Researchers Sequence the Genome’s Elusive Centromere

Amanda Larracuente, assistant professor of biology, in her lab in Hutchison Hall. Larracuente and colleagues from Rochester and the University of Connecticut are the first to completely sequence all the centromeres in the genome of a single plant or animal species, in this case, the fruit fly. (University of Rochester photo / J. Adam Fenster)

Though much of the human genome has been sequenced and assembled, scientists have hit road blocks trying to map unassembled regions of DNA that consist mostly of repetitive sequences. One of these regions, found in every cell, is the centromere.

Researchers from the University of Rochester, along with their colleagues at the University of Connecticut, have now discovered the centromeres of the model genetic organism Drosophila melanogaster (fruit fly), sequencing the most repetitive parts of genome and unlocking one of the “last frontiers of genome assembly,” says Amanda Larracuente, an assistant professor of biology at Rochester and co-lead author on the study. The research, published in the journal PloS Biology, sheds light on a fundamental aspect of biology, and shows that selfish genetic elements may play a larger role in centromere function than researchers previously thought.

What is a centromere?

Chromosomes are found in the nucleus of cells and carry tightly wrapped strands of DNA. One of the most essential structures of a chromosome is a specialized region of DNA called the centromere, which is vital for cell division: during cell division proteins attach to the centromere and coordinate the process of packaging DNA and pulling the chromosome apart to opposite sides of the dividing cell. If centromeres don’t function properly, cells may divide with too few or too many chromosomes, which can result in aneuploidy disorders like Down syndrome.

‘Notoriously difficult to sequence’

Centromeres in most plants and animals—including humans—are often found near the center of the chromosome, embedded in blocks of repetitive DNA known as satellite DNA. Satellite DNA, and, in turn, centromeres, are challenging to sequence because of their repetitive nature: when mapping a genome, traditional sequencing methods chop up strands of DNA and read—or sequence—them, then try to infer the order of those sequences and assemble them back together. But, the pieces of repetitive DNA all look the same, so assembling them is like trying to put together a puzzle with identical pieces.
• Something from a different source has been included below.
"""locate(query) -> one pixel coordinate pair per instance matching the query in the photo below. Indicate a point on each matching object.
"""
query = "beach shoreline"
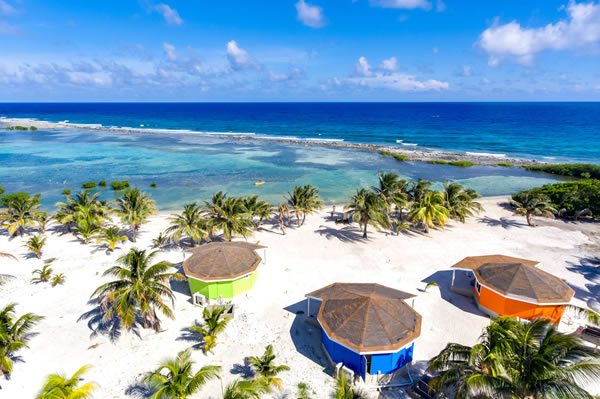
(414, 154)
“Even the best studied model organisms with small, relatively simple genomes, are missing some of their sequence due to repetitive DNA,” says Ching-Ho Chang, a PhD student in Larracuente’s lab and co-lead author of the paper. “Centromeres are hiding in these repeat-dense regions, and the organization of centromeres at the DNA level is only known for a few centromeres in a few organisms. No plant or animal has all its centromeres completely sequenced.”

Until now. Larracuente, Chang, and their colleagues used new sequencing technology and genome assembly methods to sequence the repetitive regions of the fruit fly genome, including its centromeres. This is the first time researchers have sequenced all the centromeres in any multicellular organism.

“We break through these barriers and leverage the power of single molecule long-read sequencing and chromatin fiber imaging to discover the detailed organization of the centromeres,” says Barbara Mellone, an associate professor of molecular and cell biology at the University of Connecticut and co-lead author on the study.

Chromosome strands appear in blue and centromeres appear in green.
Fluorescent green spots indicate the location of centromeres on chromosomes from Drosophila melanogaster (University of Rochester image / Ching-Ho Chang)

Transposable elements play an important role

When researchers assemble a portion of the genome, they are also able to discern more information about the sequences themselves. This research not only overcomes the enormous technical hurdle of sequencing centromeres but provides new insight into centromeres in general. For decades, scientists assumed centromeres corresponded to the satellite DNA in which they are embedded. Within the sea of satellite DNA, however, there are “islands” rich in transposable elements. Transposable elements are typically thought of as selfish genetic elements—sequences that can jump around and spread in genomes and in populations despite often being harmful to their host. The researchers found that centromeres sit directly over the islands of transposable elements, which form the core of the centromere itself. This could mean that genomes are repurposing selfish genetic elements to build essential regions of chromosomes.

And, this is likely occurring in organisms beyond just flies, Larracuente says. “Transposable elements are typically thought of as selfish genome parasites. However, more and more studies show that sometimes transposable elements can have functions in plants, animals, and fungi. We show that in flies they aren’t just near centromeres, they form the functional core of centromeres, leading us to suspect that transposable elements are an important part of centromere biology.”